Die Seele des Rebgartens und seine Früchte

Von Gustave Flaubert gibt es ein kleines Buch mit dem Titel „Wörterbuch der gemeinen Phrasen“ (Dictionnaire des idées reçues). Der Autor der „Madame Bovary“, eines Bestsellers des 19. Jahrhunderts, hat darin Stichwörter gesammelt und sie mit den dazugehörenden Gemeinplätzen, Platitüden, Klischees und Vorurteilen seiner Zeit in Zusammenhang gebracht (erschienen im Eichborn Verlag, Frankfurt/Main, 2005).

Unter „Weine“ finden wir dort folgende Einträge: Diskussionsthema. Ihre Eigenschaften. „Bordeaux ist der beste, schließlich verordnen ihn die Ärzte“ und „Je schlechter er schmeckt, umso weniger ist er gepanscht.“

Man kann sich gut vorstellen, wie diese Themen in den Caféhäusern und Salons, wo die Pariser Schickeria sich mit ungeheuren Worthülsen dem small-talk hingab, mehr oder weniger ernsthaft besprochen wurden. Bei dem letzten Satz habe ich einen Moment innegehalten, denn irgendwie, dachte ich, hätte ich eine ähnliche Behauptung auch im 21. Jahrhundert gehört.

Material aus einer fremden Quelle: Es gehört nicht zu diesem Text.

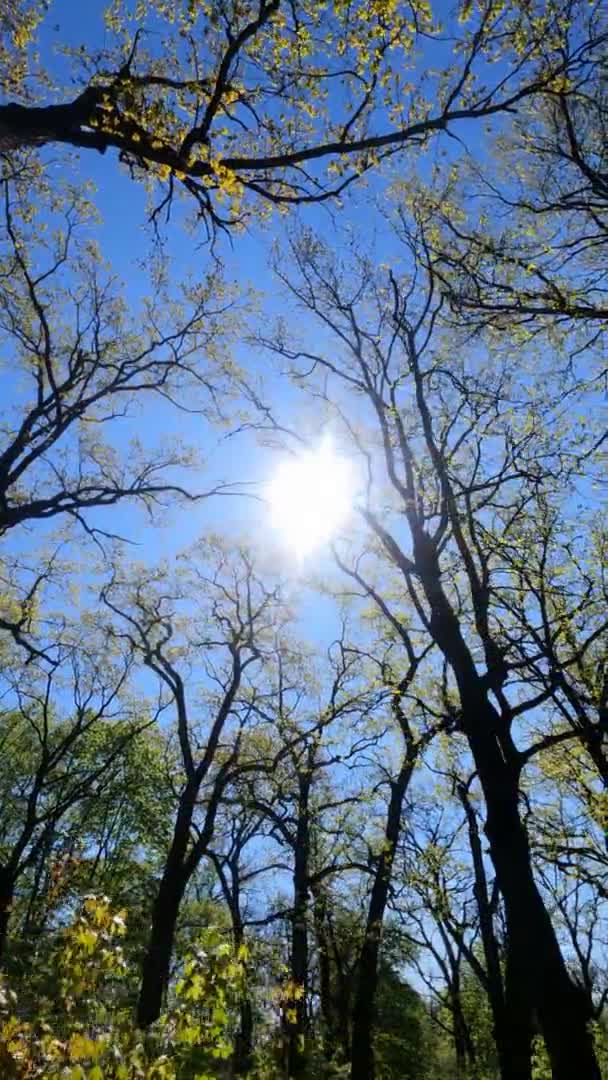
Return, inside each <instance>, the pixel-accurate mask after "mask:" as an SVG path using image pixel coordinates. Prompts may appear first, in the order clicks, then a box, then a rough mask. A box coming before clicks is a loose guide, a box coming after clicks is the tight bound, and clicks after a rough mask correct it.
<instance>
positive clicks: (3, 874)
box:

Natürlich, die Weine der s.g. „Neuen Welt“ fallen mir da sofort ein. Was gibt es da zur Geschmacksverbesserung nicht für Möglichkeiten der Panscherei! Aromahefen und Holzspäne sind da ja noch harmlos. Geschmacksfraktionierung und erneutes Zusammensetzen sowie Entalkoholisierung passen den Wein einem Publikumsgeschmack an, der von Coca-Cola oder süßer Limonade geprägt worden ist.

Ich bekenne mich vorbehaltlos zur Natur! Auch „nicht-gepanschte“ Weine können nämlich schmecken, u.U. sogar viel besser, wenn der Winzer nicht eine Neuschöpfung versucht, sondern sich lediglich als Interpret des Terroirs versteht. Er sollte die Seele des Rebgartens und seiner Früchte erfasst haben, dann wird er immer einen guten, weil charaktervollen, Wein machen und benötigt nicht Hightech oder Chemie. Seit über drei Jahrzehnten bin ich auf der Suche nach derartigen Weinmachern und finde sie unschwer auch heute noch!

Von dem, was ich bei diesen „Wein-Künstlern“ erfahren habe, möchte ich u.a. an dieser Stelle regelmässig berichten.